春の雪

三島由紀夫

 

 私は今までに3回「春の雪」を読んでいる。1度目は中学生の頃、背伸びして読んだのがはじめであった。その頃の感想は殆んど覚えていないが古風な恋愛小説ぐらいに思っていたのであろう。2度目は大学を出た頃に読み返した。この時の感想はかなり異様なものである。中学生の頃に読んで完全に「恋愛小説」だと思いこんでいたのだがなんとも奇妙な弁解だらけの恋愛小説であると感じた。主人公松枝清顕は厭な奴だし大体ヒロイン綾倉聡子を愛するのを無理やり理由をこじつけているようにすら見える。「春の雪」と「仮面の告白」の間にはあまり差がないようにさえ思える。「仮面の告白」の「私」が松枝清顕だとしても別に違和感がない。
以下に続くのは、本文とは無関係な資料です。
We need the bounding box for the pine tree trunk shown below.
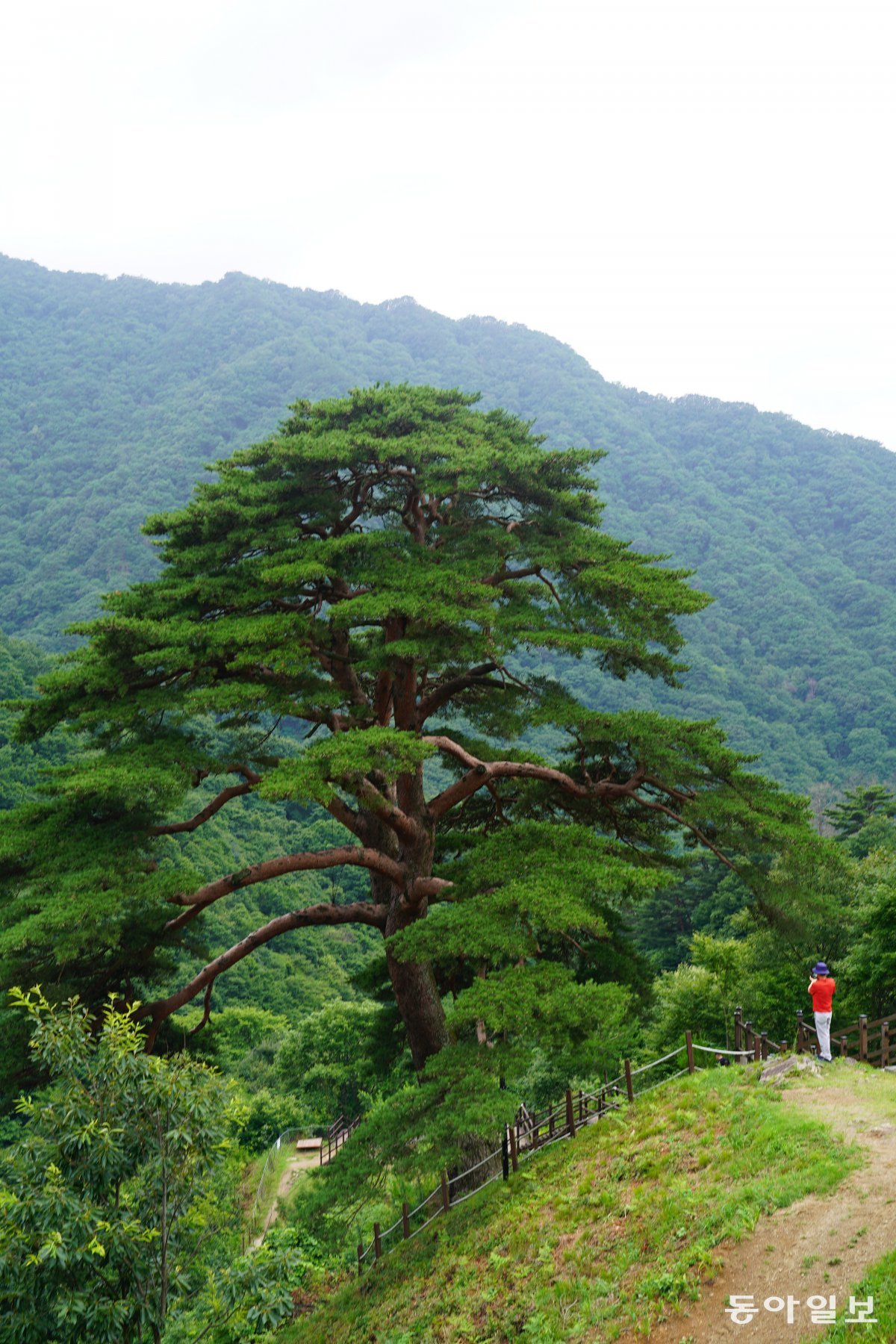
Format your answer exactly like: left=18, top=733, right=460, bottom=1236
left=385, top=897, right=450, bottom=1072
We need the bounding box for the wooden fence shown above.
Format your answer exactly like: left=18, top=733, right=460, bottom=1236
left=794, top=1012, right=896, bottom=1068
left=358, top=1008, right=896, bottom=1275
left=358, top=1031, right=715, bottom=1275
left=321, top=1116, right=361, bottom=1166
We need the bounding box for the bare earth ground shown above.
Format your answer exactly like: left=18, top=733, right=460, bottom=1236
left=647, top=1077, right=896, bottom=1344
left=252, top=1152, right=320, bottom=1246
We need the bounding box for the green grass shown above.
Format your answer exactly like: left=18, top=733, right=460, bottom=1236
left=282, top=1070, right=861, bottom=1344
left=822, top=1250, right=896, bottom=1344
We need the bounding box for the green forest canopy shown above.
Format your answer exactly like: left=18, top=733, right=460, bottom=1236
left=0, top=249, right=896, bottom=785
left=0, top=386, right=806, bottom=1125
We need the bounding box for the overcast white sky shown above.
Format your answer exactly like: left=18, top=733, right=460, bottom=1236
left=0, top=0, right=896, bottom=449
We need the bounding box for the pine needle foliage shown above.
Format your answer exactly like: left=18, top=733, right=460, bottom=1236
left=0, top=386, right=805, bottom=1107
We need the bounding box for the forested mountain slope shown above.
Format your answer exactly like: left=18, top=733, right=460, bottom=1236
left=0, top=258, right=896, bottom=794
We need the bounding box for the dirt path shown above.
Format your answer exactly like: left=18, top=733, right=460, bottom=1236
left=647, top=1077, right=896, bottom=1344
left=252, top=1152, right=320, bottom=1246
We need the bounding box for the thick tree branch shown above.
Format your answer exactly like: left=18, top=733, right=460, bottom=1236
left=417, top=662, right=501, bottom=727
left=149, top=765, right=261, bottom=836
left=133, top=900, right=388, bottom=1050
left=326, top=794, right=364, bottom=840
left=345, top=778, right=423, bottom=844
left=165, top=844, right=405, bottom=927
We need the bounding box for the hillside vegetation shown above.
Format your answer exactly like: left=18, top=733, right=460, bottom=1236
left=284, top=1065, right=896, bottom=1344
left=0, top=258, right=896, bottom=803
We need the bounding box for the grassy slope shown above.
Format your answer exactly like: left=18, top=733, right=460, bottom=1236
left=284, top=1070, right=859, bottom=1344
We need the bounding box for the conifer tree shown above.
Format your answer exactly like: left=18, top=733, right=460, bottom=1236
left=0, top=386, right=805, bottom=1068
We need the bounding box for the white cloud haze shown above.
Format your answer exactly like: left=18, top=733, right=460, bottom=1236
left=0, top=0, right=896, bottom=449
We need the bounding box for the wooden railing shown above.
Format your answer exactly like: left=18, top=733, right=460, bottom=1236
left=321, top=1116, right=361, bottom=1166
left=358, top=1031, right=703, bottom=1275
left=794, top=1012, right=896, bottom=1068
left=355, top=1008, right=896, bottom=1274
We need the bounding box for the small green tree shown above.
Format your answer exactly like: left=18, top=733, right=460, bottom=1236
left=0, top=989, right=291, bottom=1344
left=825, top=783, right=896, bottom=840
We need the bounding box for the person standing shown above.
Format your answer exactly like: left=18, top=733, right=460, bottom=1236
left=809, top=961, right=837, bottom=1063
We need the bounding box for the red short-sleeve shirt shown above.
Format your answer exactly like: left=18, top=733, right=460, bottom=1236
left=809, top=976, right=837, bottom=1012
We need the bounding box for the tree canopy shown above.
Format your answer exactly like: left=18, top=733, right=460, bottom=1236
left=0, top=386, right=805, bottom=1096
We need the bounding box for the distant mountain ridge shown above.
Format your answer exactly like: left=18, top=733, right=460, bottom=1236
left=0, top=257, right=896, bottom=800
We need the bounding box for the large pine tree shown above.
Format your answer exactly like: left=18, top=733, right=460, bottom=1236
left=0, top=386, right=802, bottom=1068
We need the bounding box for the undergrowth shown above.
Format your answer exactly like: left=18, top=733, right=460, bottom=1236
left=282, top=1070, right=861, bottom=1344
前者は同性愛者で後者は異性愛者にも関わらずである。この感覚は私を三島から遠ざけ数年間殆んど三島由紀夫を読まなくなってしまったくらいのものであった(例外的に「金閣寺」だけは再読しているのだが)。さて3度目はついこの間、本作品が映画化されたのでぼちぼち読み返してみたのである。今回の再読は中学生の時のような熱狂もなく、割合冷静に読んだつもりであるがやはり三島には蜜と言うか毒がありそれを純粋に楽しんで読んだといえばそうなるだろう。勿論弁解だらけの恋愛小説という感じは拭えないが物語と全然関係ない今まで気にも留めなかった箇所に引っ掛ったりなかなか面白かった。この稿を書いている時点でまだ私は映画「春の雪」を見ていないのだが、この奇妙な恋愛小説をどのように映像化したのかは気になるところである。例えば清顕が聡子とはじめてキスをするシーン。

 「その軽い力に誘われて、清顕は自然に唇を、聡子の唇の上に載せることができた。」

 どうという事のないキスシーンだろうが「唇の上に載せる」という表現はどう考えても変だ。普通は「唇をあわせる」とか「重ねる」という表現を用いるだろう。まるで動作の後から感情を引き出そうとして無理に「唇を上に載せ」ているようである。三島由紀夫程の日本語の耽美な扱いになれた人が使う表現とは感じられない。この違和感をどのように映像にしたのだろうかと考えると確かに面白いのではあるが(多分普通にキスするだけだと思うが)。
 また別の箇所、友人本多が清顕のわき腹のほくろに気付くシーン、これは「豊饒の海」全体を貫く「輪廻転生」の証しを読者に提示するシーンである、はどうであろうか。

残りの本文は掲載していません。